More basically, only a starry-eyed optimist would believe we can go on relying on foreign capital inflows to satisfy our insatiable appetite for imports. Since 1988 our foreign debt has doubled – from 30 percent of GDP to 60 percent, and even the recent mineral boom hasn’t achieved a surplus on current account.

Class conflict – think about sharing our value-added

Nineteenth century industrialisation was based on two factors of production (to use economists’ terminology) – labour and capital.

Capitalism’s success relied on developing institutions to mediate between the interests of capital and labour. In Australia those institutions included the Tariff Board, the Conciliation and Arbitration Commission, the two main political parties, trade unions and employers’ organizations, to name the main ones.

They have served their purpose well, as is demonstrated by the failure of those countries without such institutions.

But, as the industrial economist Mancur Olson pointed out, institutions based on sectional interests can work against the wider collective interest. (In fact, historians such as Luke Slattery suggest that Australia got a go-on in Macquarie’s time because the class divisions of the Old World had no relevance in the young nation-to-be.)

We now live in a world where words such as “labour” and “capital” have very different meanings to those they had in earlier times. Physical capital has become cheap and abundant – $100 000 and an ABN will get one set up in any number of businesses. But the capital that counts, human capital, is scarce, and it’s inseparable from “labour” – it’s embodied.

There will still be oil refineries, car plants and other industries characterised by large accumulations of expensive physical capital. There are still firms in industries such as hospitality and accommodation where there are exploited workers. The growth industries, however, are more likely to be those where divisions between “capital” and “labour” and “bosses” and “workers” become meaningless.
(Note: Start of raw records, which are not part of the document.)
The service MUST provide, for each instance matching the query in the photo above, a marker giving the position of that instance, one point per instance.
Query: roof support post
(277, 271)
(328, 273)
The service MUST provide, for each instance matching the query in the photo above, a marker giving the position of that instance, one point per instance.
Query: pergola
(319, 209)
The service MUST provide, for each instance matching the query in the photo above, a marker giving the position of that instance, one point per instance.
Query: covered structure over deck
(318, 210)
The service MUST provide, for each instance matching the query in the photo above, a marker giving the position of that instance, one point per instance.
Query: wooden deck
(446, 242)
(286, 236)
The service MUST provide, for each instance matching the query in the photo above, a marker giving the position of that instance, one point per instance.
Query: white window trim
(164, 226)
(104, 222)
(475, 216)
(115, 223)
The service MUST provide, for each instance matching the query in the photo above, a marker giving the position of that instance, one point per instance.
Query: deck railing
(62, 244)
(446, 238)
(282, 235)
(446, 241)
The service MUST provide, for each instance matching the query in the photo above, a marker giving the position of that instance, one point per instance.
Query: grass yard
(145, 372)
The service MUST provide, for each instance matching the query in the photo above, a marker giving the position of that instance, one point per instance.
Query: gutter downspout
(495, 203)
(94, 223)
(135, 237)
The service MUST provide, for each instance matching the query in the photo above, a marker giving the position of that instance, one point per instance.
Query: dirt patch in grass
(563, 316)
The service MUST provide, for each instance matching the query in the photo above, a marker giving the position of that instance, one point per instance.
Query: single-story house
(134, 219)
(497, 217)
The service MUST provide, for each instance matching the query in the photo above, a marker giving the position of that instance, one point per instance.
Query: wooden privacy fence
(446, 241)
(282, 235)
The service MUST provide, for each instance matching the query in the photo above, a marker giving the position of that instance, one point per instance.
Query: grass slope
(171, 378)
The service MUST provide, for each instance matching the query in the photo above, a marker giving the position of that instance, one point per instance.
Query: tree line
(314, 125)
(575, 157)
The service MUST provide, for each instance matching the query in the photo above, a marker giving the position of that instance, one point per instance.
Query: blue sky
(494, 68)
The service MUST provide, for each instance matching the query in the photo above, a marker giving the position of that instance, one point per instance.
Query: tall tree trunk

Their business models will be about creating customer value and sharing the surplus among those who have contributed to that surplus.

Yet we still have institutions claiming to represent the separate interests of “employers” and “employees”. We still carry a model of the economy in which firms (and governments) create “jobs” for grateful employees to accept, rather than a model in which we see opportunities for people to contribute to our economic well-being, in whatever way they can.

In their contributions to this forum Andrea Warr and David Coleman suggest that our old forms of industrial organisation and thinking about “work” are not functional. If we carry on as we are we may be heading to high levels of technological unemployment and deep divisions between those few fortunate enough to have work in the new knowledge economy and a majority with little opportunity to make a useful economic contribution, and condemned to a life of relative (and absolute) poverty.

If our future is to see all people contributing in accordance with their capabilities, and drawing adequate rewards from their contribution, we need new ways of thinking about how we structure our economy.

With enough goodwill among businesspeople, policymakers and 24 million citizens a vision for Australia will emerge, but the first task is to break from ideas that are holding us back.